I took this novel up again last summer, and I think got half-wayish again. I picked it up in the last month or so and got myself hooked. I really enjoyed it. I may or may not have been imagining Pip and Herbert as they appeared in the newest film/television rendition (I cannot WAIT to see it although I will make myself watch some older versions first, or not).
Oh, Pip. Oh, Herbert.
The patheticness of convict and his story 🙁 (yes, I am using emoticons to describe Dickens, get over it).
Pip’s softening towards him. Excellent.Wemmick, and the Aged. And Walworth sentiments. That needs to be a code phrase, “will you give me your Walworth sentiments at a later period?”

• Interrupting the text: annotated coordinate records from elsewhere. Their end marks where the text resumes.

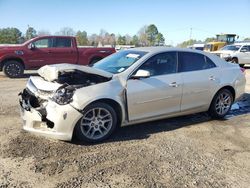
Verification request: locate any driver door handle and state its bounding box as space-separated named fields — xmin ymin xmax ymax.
xmin=168 ymin=82 xmax=178 ymax=87
xmin=209 ymin=76 xmax=215 ymax=81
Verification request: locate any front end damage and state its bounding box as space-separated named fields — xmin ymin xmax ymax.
xmin=20 ymin=88 xmax=81 ymax=140
xmin=19 ymin=64 xmax=111 ymax=141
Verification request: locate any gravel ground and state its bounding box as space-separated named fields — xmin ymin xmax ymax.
xmin=0 ymin=69 xmax=250 ymax=188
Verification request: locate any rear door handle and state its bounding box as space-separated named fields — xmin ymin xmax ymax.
xmin=169 ymin=82 xmax=178 ymax=87
xmin=209 ymin=76 xmax=215 ymax=81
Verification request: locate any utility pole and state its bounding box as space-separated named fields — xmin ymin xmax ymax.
xmin=189 ymin=27 xmax=193 ymax=40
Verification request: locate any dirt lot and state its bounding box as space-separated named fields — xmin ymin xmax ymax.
xmin=0 ymin=69 xmax=250 ymax=188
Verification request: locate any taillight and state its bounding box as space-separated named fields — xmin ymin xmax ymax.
xmin=240 ymin=67 xmax=246 ymax=73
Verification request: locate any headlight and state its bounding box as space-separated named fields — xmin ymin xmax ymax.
xmin=221 ymin=54 xmax=230 ymax=58
xmin=52 ymin=86 xmax=75 ymax=105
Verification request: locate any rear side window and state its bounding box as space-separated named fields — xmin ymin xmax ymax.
xmin=53 ymin=38 xmax=71 ymax=48
xmin=241 ymin=46 xmax=250 ymax=52
xmin=178 ymin=52 xmax=215 ymax=72
xmin=33 ymin=38 xmax=52 ymax=48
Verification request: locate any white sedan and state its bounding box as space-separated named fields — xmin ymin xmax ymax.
xmin=20 ymin=47 xmax=246 ymax=142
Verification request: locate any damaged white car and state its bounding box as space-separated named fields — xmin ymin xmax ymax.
xmin=20 ymin=47 xmax=246 ymax=142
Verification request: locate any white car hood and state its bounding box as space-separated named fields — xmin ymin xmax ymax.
xmin=38 ymin=63 xmax=113 ymax=82
xmin=211 ymin=50 xmax=234 ymax=54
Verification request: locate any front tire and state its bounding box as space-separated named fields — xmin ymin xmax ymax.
xmin=209 ymin=89 xmax=233 ymax=119
xmin=75 ymin=103 xmax=117 ymax=143
xmin=3 ymin=60 xmax=24 ymax=78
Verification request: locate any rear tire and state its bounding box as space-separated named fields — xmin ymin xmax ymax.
xmin=3 ymin=60 xmax=24 ymax=78
xmin=232 ymin=57 xmax=245 ymax=68
xmin=209 ymin=89 xmax=233 ymax=119
xmin=74 ymin=103 xmax=117 ymax=143
xmin=89 ymin=57 xmax=102 ymax=65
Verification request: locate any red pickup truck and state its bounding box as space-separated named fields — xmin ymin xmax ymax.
xmin=0 ymin=36 xmax=115 ymax=78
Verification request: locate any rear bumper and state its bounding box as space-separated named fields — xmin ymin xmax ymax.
xmin=20 ymin=91 xmax=82 ymax=141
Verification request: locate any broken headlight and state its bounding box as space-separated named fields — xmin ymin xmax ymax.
xmin=52 ymin=86 xmax=75 ymax=105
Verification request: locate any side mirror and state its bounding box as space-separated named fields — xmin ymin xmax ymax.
xmin=28 ymin=43 xmax=36 ymax=50
xmin=131 ymin=69 xmax=150 ymax=79
xmin=240 ymin=48 xmax=247 ymax=52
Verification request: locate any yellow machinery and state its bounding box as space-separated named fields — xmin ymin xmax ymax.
xmin=204 ymin=34 xmax=237 ymax=52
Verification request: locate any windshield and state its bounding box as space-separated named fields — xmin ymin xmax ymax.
xmin=204 ymin=44 xmax=213 ymax=51
xmin=92 ymin=50 xmax=147 ymax=74
xmin=221 ymin=45 xmax=240 ymax=51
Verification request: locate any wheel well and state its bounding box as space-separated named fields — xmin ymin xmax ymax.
xmin=89 ymin=99 xmax=122 ymax=126
xmin=232 ymin=57 xmax=239 ymax=63
xmin=217 ymin=86 xmax=235 ymax=100
xmin=89 ymin=56 xmax=103 ymax=64
xmin=0 ymin=58 xmax=25 ymax=70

Herbert’s perfect, total, self-sacrificing friendship. What he did for his fool of a foppish friend (let us be real about Mr. Spend-money-and-do-nothing)!
I am not the biggest Joe fan (he is the stupidest character, and I cannot abide stupidity when cloaked in goodness). Stupidity ranking starting with the lowest I.Q.: Joe, Orlick, Drummle and the convict.
The Drummle fireside showdown. Hysterical. The Pumblechook saga. Real. I love how even though Dickens is Victorian; his characters don’t have to be “above all that”; they can be petty and nice all the same.
I hate Estella. I hate that Pip does not give her up. I prefer the original ending, naturally.